I quote these paragraphs because they specifically refer to the human person and peoples, their entitlement to participate in and contribute to development, and their right to be the active participants in their own development. After twenty-five years of the Declaration, it is important to ask what efforts have been made to directly find out how the enjoyment of the right to development is actually experienced by people in the realities of everyday life. Are there reports that would provide information about, for example, what the right to development means to people, what things are important to them, what they expect their government and others to do for them, what things they are able to do on their own for themselves, their families and their communities, and their role if any, in decision-making processes that affect their lives?
It is my firm conviction that if we want to effectively move from policy to practice, it is critical that we listen to the voice of peoples so that policy can be informed by their genuine participation, which is the essence of the right to development. Human aspirations for development and well-being belong to real people. There is a need to go beyond our expectations and taken-for-granted assumptions based on constructs that may not even be relevant, about what those aspirations are and how development and well-being are defined by the very people affected.

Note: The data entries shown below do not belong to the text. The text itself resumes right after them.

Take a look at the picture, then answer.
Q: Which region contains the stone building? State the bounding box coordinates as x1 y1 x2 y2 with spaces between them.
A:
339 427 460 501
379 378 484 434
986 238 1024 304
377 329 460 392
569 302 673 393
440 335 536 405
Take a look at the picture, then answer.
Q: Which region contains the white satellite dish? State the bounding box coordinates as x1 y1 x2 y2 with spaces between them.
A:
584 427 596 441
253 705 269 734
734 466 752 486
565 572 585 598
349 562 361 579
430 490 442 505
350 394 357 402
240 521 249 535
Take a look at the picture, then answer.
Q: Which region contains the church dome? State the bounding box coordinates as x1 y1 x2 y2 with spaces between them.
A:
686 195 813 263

I respectfully suggest that the working group on the right to development, in pilot-testing the criteria recommended by the high level task force, might explore mechanisms that will put in place the enabling environment for people’s genuine participation in the processes of the right to development. Although there is no single method for a human rights-based approach to development, there are agreed minimum and essential elements in the application and practice of such approaches. In this regard, might I also suggest that these practices be documented so that we can have a compilation of selected models that have already been tested. Allow me to share with you, one such model that has been fully documented. I am referring to a recently-concluded human rights community development project, a bilateral programme between the Commission on Human Rights of the Philippines and the New Zealand Human Rights Commission focusing on three selected indigenous communities in the Philippines and counterpart Maori communities in New Zealand. The rich documentation in these two projects illustrate the meaning of peoples’ direct participation in their own development, and with the full engagement and involvement of their local governments, it also gives meaning of effective governance that is congruent to the principles of the right to development.
There are surely many other similar activities by individuals and organizations and it should be our task to seek and to highlight these practices. At the same time, we will thus be filling the gap that will otherwise continue to keep the Declaration on the Right to Development in limbo. Many diverse territories are in the midst of great changes brought about by powerful natural and man-made forces causing entire nations to lose their voices, and people who already live in poverty to grow even more impoverished. In the face of these grim realities, it is indeed a formidable task to seek out and highlight good practices that may not be formally labelled as human rights based approaches to development, but nonetheless give effect to the principles of the right to development. That is precisely the locus of hope...among peoples and individuals who can be and indeed are, the primary agents of change, and who have the right to shape their own destiny.